My grandparents survived a nationwide famine in the 1960s that pushed many Indians into terrible poverty. Little did they know then that they would go on to become farmers producing some of the best rice and coconuts on the planet.

Starting with buying small fields, my grandparents got extra income from their professional profession and other businesses with profits from rice and eventually invested in a coconut farm. Their story is part of India’s agricultural revolution – a transition made possible in part by warmer temperatures and higher atmospheric carbon dioxide concentrations in today’s climate.

According to the researchers, poverty and scarcity of grain caused the famine of 1960-1965, which was preceded by many similar disasters that killed tens of millions of people over the centuries.

However, much changed in the 1970s when the Indian government invited American agronomist Norman Borlaug to work with Indian scientists to introduce genetically modified crops with better disease resistance. and for higher productivity.

Along with crops that failed less and yielded greater returns, the green revolution of the later 20th century was aided by moderate increases in both temperature and CO2 levels – the latter having may be the result of emissions from human activities.

Contrary to the popular narrative that climate change is an “existential threat”, the Earth’s trees have been recovering from the “browning” process of the Little Ice Age, which occurred since the 20th century. 14th to 19th centuries. Modern levels of warmth and CO2 are facilitating the greening shown in satellite images and contributing to the recording of crop harvests.

British meteorologist Hubert Lamb, founder of the Climate Research Unit at the University of East Anglia, says that the Little Ice Age devastated economies with crop failures. In a widely accepted paper, he wrote that a “remarkably warm climate in many parts of the world” existed from AD 1000–1200, followed by a cooling culmination with coldest temperatures between 1500 and 1700 – “the coldest period since the last ice age occurred”.

These climate changes were “certainly what upset the human economy at the time (and probably at any time),” says Lamb.

The cold finally gave way to rising temperatures in the 18th century, before the modern industrial revolution in Europe and North America.

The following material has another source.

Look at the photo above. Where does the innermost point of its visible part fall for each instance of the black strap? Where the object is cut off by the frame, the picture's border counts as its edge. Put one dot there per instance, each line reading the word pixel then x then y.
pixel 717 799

The positive effects of modern climates are found in arid climates like India. NASA reports: “For rainwater-grown wheat grown in more arid climates, such as southern Africa and India, the results showed a doubling of carbon dioxide levels and the effects of related to their climate change, increasing yields by 8 percent, an increase due to crops reducing water requirements by up to 50 percent. As is the case with rain-fed corn in arid climates, without the carbon dioxide boosting, these rain-irrigated wheat plants wouldn’t be able to cope either because of the greater water pressure exerted on them. , resulting in a 29% decrease in productivity. “

Although the population has doubled to 1.3 billion since the 1960s, India is now able to produce enough food crops for both domestic and export needs. In fact, since 2017, the whole country has continuously recorded record harvests of food crops.

For crop year 2021-22, “record production is estimated for rice, maize, cashews, dried nuts, rapeseed and mustard, oilseeds and sugarcane.” At 315.72 million tons, 5 million tons higher than the previous crop year.

According to the Food and Agriculture Organization of the United Nations, “India is the world’s largest producer of milk, beans and jute and ranks as a major producer of rice, wheat, sugarcane, peanuts, vegetables, fruit and cotton. Monday. It is also one of the leading producers of spices, livestock and crops. “

A recent Australian study reported that “CO2 fertilization was correlated with an 11% increase in foliage cover from 1982-2010 across arid regions studied in Australia, North America. , Middle East and Africa.”

Today’s warmth and CO2 levels are a boon to human civilization, not a bad thing. Just ask my grandparents.

Vijay Jayaraj is a Research Associate at CO2 Alliance, Arlington, VA. He holds a masterholds a degree in environmental science from the University of East Anglia, UK and resides in India.